Solar engineering is cheap and fast, but it doesn’t do anything to address the causes of climate change. As opposed to reducing greenhouse gas emissions, the idea is to change the energy balance by reflecting sunlight back into space. We know that this will cool down the planet because there will be less energy coming in.
In fact, natural experiments have been conducted for us in the form of large volcanic eruptions that have resulted in a noticeable cooling of the troposphere. So we know this works— and it makes sense that if you have less sunlight, the surface will be cooler. We also know that there are a number of side effects from doing this.
What are the risks of reflecting the sun away from the Earth and back into the atmosphere?
The question we are trying to answer with respect to solar geoengineering is actually not “Can it cool down the planet?” but rather “What would the impacts be on climate and the Earth system overall?” For example, could it destroy the ozone layer or change the temperature of the stratosphere?
I like to compare solar engineering to opioids. When we take painkillers, they hardly ever address the problem. They address the symptoms by reducing the pain. One of the big dangers of solar geoengineering is that if we don’t notice the pain, we may continue the behaviours we shouldn’t be doing. We won’t get a warning signal telling us there’s something wrong.
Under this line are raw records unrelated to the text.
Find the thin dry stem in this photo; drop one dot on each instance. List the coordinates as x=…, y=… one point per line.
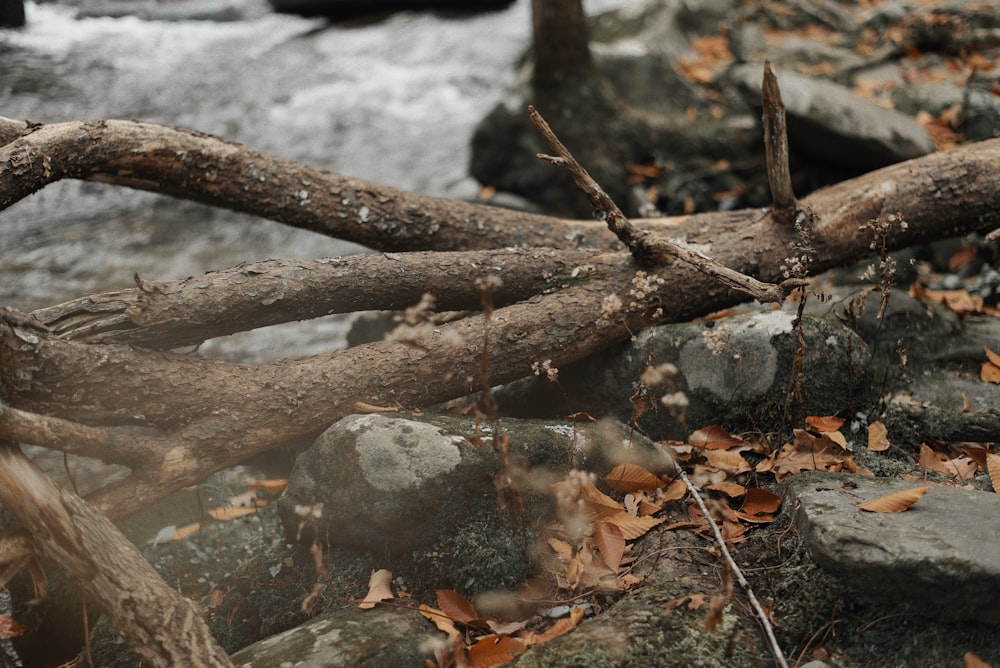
x=779, y=656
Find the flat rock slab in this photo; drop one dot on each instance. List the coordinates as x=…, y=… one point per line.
x=941, y=556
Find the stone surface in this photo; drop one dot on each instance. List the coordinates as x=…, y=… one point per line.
x=346, y=638
x=939, y=556
x=337, y=8
x=831, y=123
x=389, y=483
x=734, y=372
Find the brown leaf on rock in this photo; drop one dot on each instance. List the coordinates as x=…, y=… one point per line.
x=631, y=478
x=807, y=453
x=759, y=502
x=730, y=489
x=10, y=628
x=878, y=437
x=634, y=527
x=493, y=651
x=990, y=373
x=611, y=542
x=970, y=660
x=993, y=468
x=961, y=467
x=442, y=621
x=560, y=627
x=715, y=438
x=379, y=589
x=729, y=461
x=456, y=606
x=825, y=424
x=896, y=502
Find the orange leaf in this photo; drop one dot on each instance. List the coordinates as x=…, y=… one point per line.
x=230, y=513
x=970, y=660
x=633, y=527
x=493, y=651
x=269, y=486
x=731, y=462
x=631, y=478
x=9, y=628
x=611, y=542
x=730, y=489
x=379, y=589
x=439, y=619
x=896, y=502
x=456, y=606
x=962, y=467
x=990, y=373
x=561, y=626
x=715, y=438
x=825, y=424
x=878, y=437
x=760, y=501
x=674, y=492
x=993, y=467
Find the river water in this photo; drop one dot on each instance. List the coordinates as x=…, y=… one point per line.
x=393, y=101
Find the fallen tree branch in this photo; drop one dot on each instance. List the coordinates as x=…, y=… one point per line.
x=162, y=627
x=173, y=314
x=772, y=641
x=205, y=169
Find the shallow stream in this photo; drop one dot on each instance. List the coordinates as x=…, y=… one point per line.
x=392, y=101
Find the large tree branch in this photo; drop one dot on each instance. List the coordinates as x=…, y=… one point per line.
x=205, y=169
x=162, y=627
x=172, y=314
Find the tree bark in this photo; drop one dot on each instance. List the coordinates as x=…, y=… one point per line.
x=162, y=627
x=176, y=419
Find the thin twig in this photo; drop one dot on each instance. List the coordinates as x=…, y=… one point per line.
x=779, y=657
x=605, y=208
x=645, y=248
x=783, y=204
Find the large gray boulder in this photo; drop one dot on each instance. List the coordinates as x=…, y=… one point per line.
x=939, y=557
x=832, y=124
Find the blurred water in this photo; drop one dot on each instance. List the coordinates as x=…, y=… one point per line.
x=393, y=102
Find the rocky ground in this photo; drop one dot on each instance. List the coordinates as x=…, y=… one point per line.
x=865, y=85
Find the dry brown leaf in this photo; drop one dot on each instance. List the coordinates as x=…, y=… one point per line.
x=760, y=501
x=896, y=502
x=379, y=589
x=990, y=373
x=713, y=437
x=993, y=468
x=270, y=486
x=729, y=461
x=439, y=619
x=878, y=436
x=562, y=549
x=631, y=478
x=560, y=627
x=634, y=527
x=808, y=453
x=676, y=491
x=456, y=606
x=505, y=628
x=825, y=423
x=611, y=542
x=10, y=628
x=970, y=660
x=493, y=651
x=962, y=467
x=231, y=513
x=730, y=489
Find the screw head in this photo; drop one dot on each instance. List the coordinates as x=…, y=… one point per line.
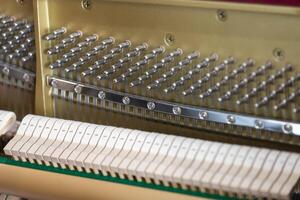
x=78, y=89
x=21, y=2
x=126, y=100
x=151, y=105
x=86, y=4
x=5, y=71
x=26, y=77
x=278, y=54
x=287, y=128
x=258, y=124
x=230, y=119
x=54, y=83
x=169, y=39
x=176, y=110
x=222, y=15
x=101, y=95
x=203, y=115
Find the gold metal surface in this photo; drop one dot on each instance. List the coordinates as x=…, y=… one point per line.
x=254, y=31
x=12, y=97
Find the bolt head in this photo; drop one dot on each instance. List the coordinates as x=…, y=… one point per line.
x=151, y=105
x=101, y=95
x=5, y=71
x=258, y=124
x=287, y=128
x=176, y=110
x=26, y=77
x=203, y=115
x=78, y=89
x=126, y=100
x=231, y=119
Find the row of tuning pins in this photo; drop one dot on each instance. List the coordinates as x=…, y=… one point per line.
x=95, y=48
x=90, y=48
x=17, y=41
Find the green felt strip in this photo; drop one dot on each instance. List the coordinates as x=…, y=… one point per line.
x=9, y=161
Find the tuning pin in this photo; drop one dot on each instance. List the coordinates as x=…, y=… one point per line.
x=108, y=41
x=262, y=102
x=158, y=50
x=55, y=34
x=7, y=20
x=30, y=56
x=296, y=110
x=290, y=98
x=208, y=76
x=205, y=94
x=142, y=47
x=59, y=63
x=75, y=66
A danger with using solar geoengineering is that the symptoms—the pain from climate change—will be less. As a result, there are people who will say, “Let’s address the cause later because it’s hard and it’s expensive and we don’t quite know how to do it now.” This is the moral dilemma that people have with solar geoengineering, and I think it is a very valid argument. In addition, if we put a foreign object or substance into a system, there will be side effects. The idea that there could be a form of solar geoengineering that has no side effects is, I think, entirely utopian.
So, what is the goal of your research?
I’m interested in knowing and quantifying different types of risks associated with solar geoengineering. We do not know the risks well enough. I believe if we don’t know the risks, then it’s very hard to talk about what solar geoengineering can mean as a tool in the climate change toolbox.
If we know there are risks involved, why consider solar geoengineering at it all?
The idea of putting millions of tons of sulfuric acid into the stratosphere would probably strike many people as crazy or scary. But if you look at the reality of climate change, I think the direction we’re headed in right now is also really scary. If you asked me, “Frank, can you tell me what exactly is going to happen when you do this?” I would tell you we may never have those answers. There will always be uncertainties. Yet at the same time, I think we already know that with climate change, there is a huge danger.
So we need to do something—and the reason to do research now is to get ahead of the game. We need to pursue a better understanding of the risks of solar geoengineering because we don’t want to find ourselves in a situation later where the climate impacts become so large that they create an overpowering pressure for some form of action—and then stratospheric solar geoengineering is pursued without enough knowledge of its risks and efficacy.
Frank Keutsch is a professor of chemistry and chemical biology at Harvard University.